PATER NOSTER, qui es in caelis, sanctificetur nomen tuum. Adveniat regnum tuum. Fiat voluntas tua, sicut in caelo et in terra. Panem nostrum quotidianum da nobis hodie, et dimitte nobis debita nostra sicut et nos dimittimus debitoribus nostris. Et ne nos inducas in tentationem, sed libera nos a malo. Amen.

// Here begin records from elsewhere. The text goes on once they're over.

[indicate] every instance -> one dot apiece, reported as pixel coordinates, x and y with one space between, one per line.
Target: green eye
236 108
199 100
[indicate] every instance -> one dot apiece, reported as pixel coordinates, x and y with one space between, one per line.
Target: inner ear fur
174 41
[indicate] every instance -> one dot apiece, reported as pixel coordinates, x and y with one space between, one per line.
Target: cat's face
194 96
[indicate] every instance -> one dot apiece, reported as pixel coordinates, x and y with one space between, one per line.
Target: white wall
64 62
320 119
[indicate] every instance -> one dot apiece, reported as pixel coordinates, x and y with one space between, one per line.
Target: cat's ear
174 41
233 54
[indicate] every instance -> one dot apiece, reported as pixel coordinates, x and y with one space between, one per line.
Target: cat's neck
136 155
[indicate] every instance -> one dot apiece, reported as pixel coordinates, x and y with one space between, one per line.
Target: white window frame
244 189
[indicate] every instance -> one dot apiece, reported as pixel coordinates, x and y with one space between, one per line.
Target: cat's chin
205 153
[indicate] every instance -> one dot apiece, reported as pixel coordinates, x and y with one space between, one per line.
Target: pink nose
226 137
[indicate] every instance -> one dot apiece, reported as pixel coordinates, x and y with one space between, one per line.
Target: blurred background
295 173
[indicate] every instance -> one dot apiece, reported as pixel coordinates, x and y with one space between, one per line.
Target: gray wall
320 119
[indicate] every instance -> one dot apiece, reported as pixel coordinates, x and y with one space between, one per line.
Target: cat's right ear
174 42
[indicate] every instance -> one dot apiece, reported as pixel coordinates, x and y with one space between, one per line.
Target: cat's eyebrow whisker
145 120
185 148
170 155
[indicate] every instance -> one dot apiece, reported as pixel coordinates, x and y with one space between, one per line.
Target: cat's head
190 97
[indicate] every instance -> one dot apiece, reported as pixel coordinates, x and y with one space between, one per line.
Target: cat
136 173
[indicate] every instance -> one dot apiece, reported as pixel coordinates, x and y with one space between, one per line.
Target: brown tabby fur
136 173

Today, Wednesday, as well as this Friday and Saturday this week are the quarterly Ember Days, this set being tied to the end of summer and the beginning of autumn. These are days of fasting, abstinence and prayer. Please remember the Matthew 17:20 Initiative, which is full fasting on Tuesdays and Fridays for a full resolution of the Bergoglio situation. The following excerpt from Pope St. Leo the Great (Pope from ARSH 440-461) on the Ember Day Fasts rings out through the centuries.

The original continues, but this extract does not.